- The Dictator, PPT and Goob whined about the pumpkin smell.
- PPT whined that his pumpkin was warmer inside than The Dictator's and Goob's. No, really.
- PPT and Goob took approximately 2.5 hours to trace their templates and cut them out. The Dictator gave up after 7 minutes and Babe finished it. At 11:00 p.m.
- PPT accidentally cut on the wrong line and his skull had no eyes. Commence pouting for 25 minutes.
- The Dictator spilled the bowl of guts all over the kitchen floor and then skipped off to watch TV.
- I opted to do the dishes instead of listening to the commotion.
- Good Dog & Bad Dog ate every single pumpkin seed they could find and barfed on the rug later in the evening.
- We finished. 4 hours later.
Here were the astounding, wonderful, simply PHENOMENAL results of our efforts:
That's a skull with no eyes, on the left. And a spiderweb with a spider, on the right. Big kudos to Babe for that one, because The Dictator sure as hell had nothing to do with it.
It's funny, I remember carving pumpkins rather fondly as a child...as an adult, not so much.

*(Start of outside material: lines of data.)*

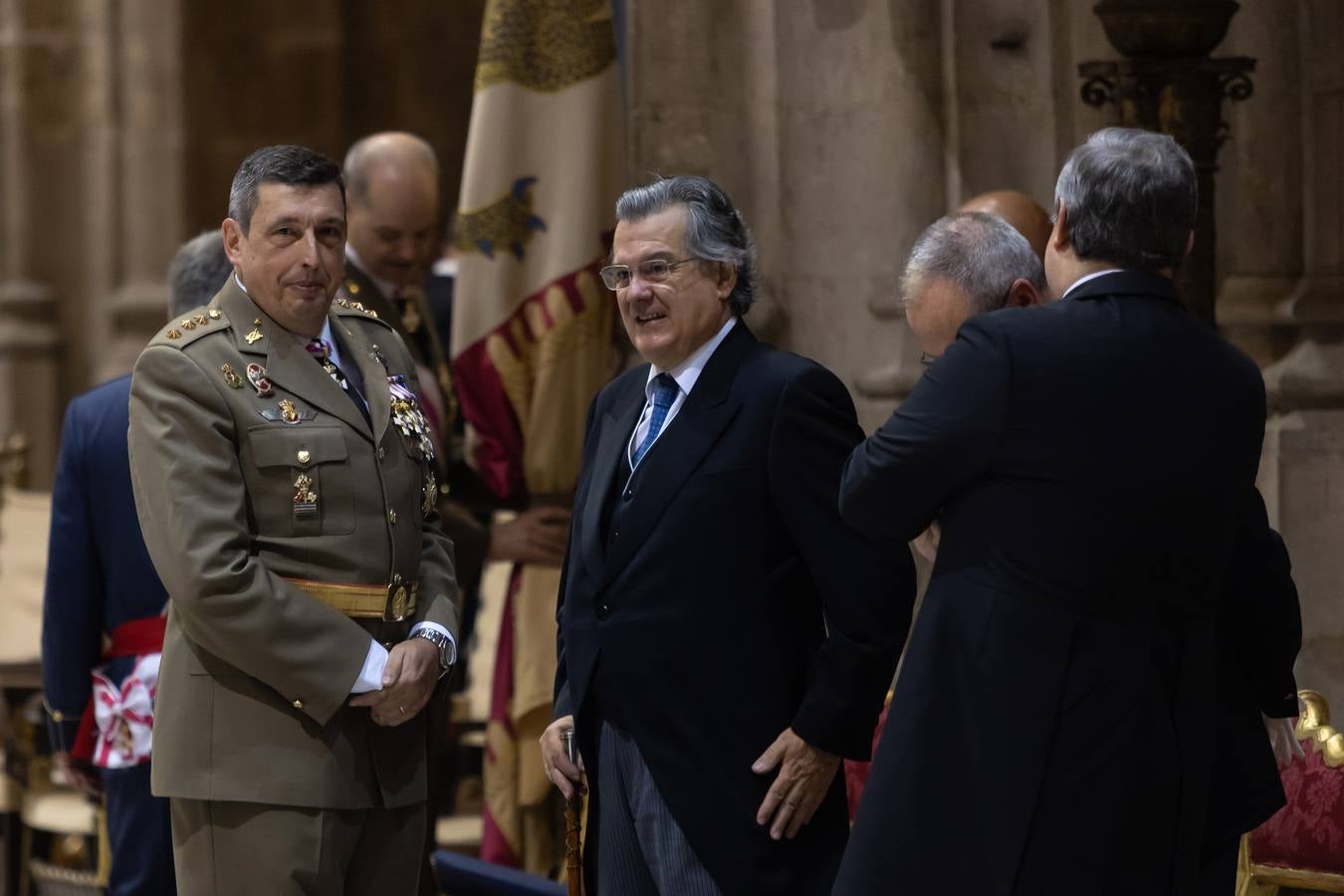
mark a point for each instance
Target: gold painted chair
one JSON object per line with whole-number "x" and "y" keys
{"x": 1301, "y": 846}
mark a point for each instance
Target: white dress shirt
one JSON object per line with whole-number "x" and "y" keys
{"x": 375, "y": 661}
{"x": 1093, "y": 276}
{"x": 686, "y": 373}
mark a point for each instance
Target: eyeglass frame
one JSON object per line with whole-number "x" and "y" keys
{"x": 617, "y": 269}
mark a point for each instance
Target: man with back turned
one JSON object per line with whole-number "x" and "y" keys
{"x": 1089, "y": 462}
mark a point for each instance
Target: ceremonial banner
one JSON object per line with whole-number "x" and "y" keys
{"x": 533, "y": 338}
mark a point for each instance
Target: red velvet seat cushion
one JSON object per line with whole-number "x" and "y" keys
{"x": 1308, "y": 833}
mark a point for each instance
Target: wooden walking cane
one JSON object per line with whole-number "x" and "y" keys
{"x": 572, "y": 826}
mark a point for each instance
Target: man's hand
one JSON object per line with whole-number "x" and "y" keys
{"x": 560, "y": 770}
{"x": 534, "y": 537}
{"x": 1282, "y": 738}
{"x": 409, "y": 680}
{"x": 76, "y": 773}
{"x": 805, "y": 774}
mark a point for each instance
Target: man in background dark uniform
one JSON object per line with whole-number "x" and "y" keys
{"x": 101, "y": 584}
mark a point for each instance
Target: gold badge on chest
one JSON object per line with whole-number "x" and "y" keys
{"x": 306, "y": 496}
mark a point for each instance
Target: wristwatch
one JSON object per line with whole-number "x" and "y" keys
{"x": 446, "y": 649}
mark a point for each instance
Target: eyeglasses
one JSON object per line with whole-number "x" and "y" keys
{"x": 653, "y": 270}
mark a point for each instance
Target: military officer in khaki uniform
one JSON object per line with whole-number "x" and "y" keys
{"x": 285, "y": 489}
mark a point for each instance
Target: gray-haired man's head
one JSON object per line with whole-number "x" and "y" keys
{"x": 965, "y": 265}
{"x": 1128, "y": 198}
{"x": 682, "y": 265}
{"x": 198, "y": 272}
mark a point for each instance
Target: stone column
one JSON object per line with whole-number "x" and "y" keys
{"x": 1259, "y": 192}
{"x": 150, "y": 208}
{"x": 824, "y": 121}
{"x": 1302, "y": 473}
{"x": 33, "y": 43}
{"x": 863, "y": 172}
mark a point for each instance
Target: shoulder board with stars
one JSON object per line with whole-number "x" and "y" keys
{"x": 181, "y": 332}
{"x": 344, "y": 307}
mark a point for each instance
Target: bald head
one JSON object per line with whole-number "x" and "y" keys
{"x": 391, "y": 183}
{"x": 1018, "y": 210}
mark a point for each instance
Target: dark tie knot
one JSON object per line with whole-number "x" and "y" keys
{"x": 319, "y": 348}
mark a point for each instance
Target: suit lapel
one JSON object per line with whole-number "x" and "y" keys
{"x": 613, "y": 435}
{"x": 683, "y": 446}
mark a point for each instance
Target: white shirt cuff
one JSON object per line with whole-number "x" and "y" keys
{"x": 371, "y": 676}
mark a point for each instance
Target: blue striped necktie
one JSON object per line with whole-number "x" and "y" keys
{"x": 664, "y": 392}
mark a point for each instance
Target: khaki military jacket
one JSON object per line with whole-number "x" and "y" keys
{"x": 245, "y": 487}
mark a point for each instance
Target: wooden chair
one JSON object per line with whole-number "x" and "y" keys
{"x": 1301, "y": 846}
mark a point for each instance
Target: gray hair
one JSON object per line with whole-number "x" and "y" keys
{"x": 714, "y": 227}
{"x": 198, "y": 272}
{"x": 1131, "y": 198}
{"x": 980, "y": 253}
{"x": 284, "y": 164}
{"x": 367, "y": 152}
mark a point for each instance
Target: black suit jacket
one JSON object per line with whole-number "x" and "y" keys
{"x": 99, "y": 569}
{"x": 1259, "y": 631}
{"x": 1090, "y": 462}
{"x": 730, "y": 602}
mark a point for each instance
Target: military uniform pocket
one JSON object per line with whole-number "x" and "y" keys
{"x": 303, "y": 483}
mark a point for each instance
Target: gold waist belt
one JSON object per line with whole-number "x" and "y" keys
{"x": 390, "y": 603}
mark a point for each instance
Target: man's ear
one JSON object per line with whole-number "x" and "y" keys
{"x": 728, "y": 278}
{"x": 1059, "y": 234}
{"x": 233, "y": 233}
{"x": 1023, "y": 293}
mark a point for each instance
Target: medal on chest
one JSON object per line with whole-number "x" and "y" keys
{"x": 409, "y": 416}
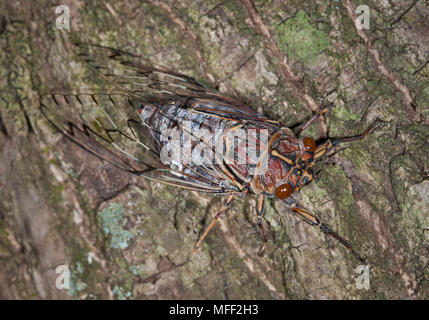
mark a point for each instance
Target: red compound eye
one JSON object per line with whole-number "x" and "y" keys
{"x": 309, "y": 145}
{"x": 283, "y": 191}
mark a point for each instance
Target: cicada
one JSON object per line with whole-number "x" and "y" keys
{"x": 170, "y": 128}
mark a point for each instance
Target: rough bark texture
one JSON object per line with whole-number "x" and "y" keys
{"x": 124, "y": 238}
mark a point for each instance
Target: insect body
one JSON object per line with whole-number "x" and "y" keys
{"x": 172, "y": 129}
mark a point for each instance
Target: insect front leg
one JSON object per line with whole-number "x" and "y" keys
{"x": 312, "y": 220}
{"x": 225, "y": 206}
{"x": 260, "y": 210}
{"x": 302, "y": 127}
{"x": 322, "y": 149}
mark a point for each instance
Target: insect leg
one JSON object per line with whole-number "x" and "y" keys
{"x": 260, "y": 211}
{"x": 315, "y": 222}
{"x": 216, "y": 217}
{"x": 302, "y": 127}
{"x": 322, "y": 149}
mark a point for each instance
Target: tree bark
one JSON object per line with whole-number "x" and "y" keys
{"x": 125, "y": 238}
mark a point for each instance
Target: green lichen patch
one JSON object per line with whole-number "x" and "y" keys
{"x": 300, "y": 39}
{"x": 112, "y": 223}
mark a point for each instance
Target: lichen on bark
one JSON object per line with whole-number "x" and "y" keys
{"x": 284, "y": 59}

Oh, and Halloween? Fun as always. Trick or treating in Old Town, party at the Beasleys', WAY too much sugar. The boys got all hopped up on candy and then crashed hard...when The Dictator murmured the words, "My tummy hurts," visions of regurgitated Sweeties & M&M vomit raced through my head.
Nobody barfed but I'm sure our dentist will be ever so thrilled with us at the next appointment...nothing like cramming candy down the kids' throats and then letting them fall asleep without brushing their teeth. Tooth decay, much?That's Captain Rex and a Stormtrooper, and the cutest damn ones on earth, in my opinion.
The Dictator went bobbing for apples. Can you tell?I'm not sure why PPT chose Captain Rex for his costume, when it's fairly obvious that it simply takes a blond wig and cop glasses for him to pull off the coveted 'Chester the Molester' look.
Ah, memories. They're freaking grand, aren't they?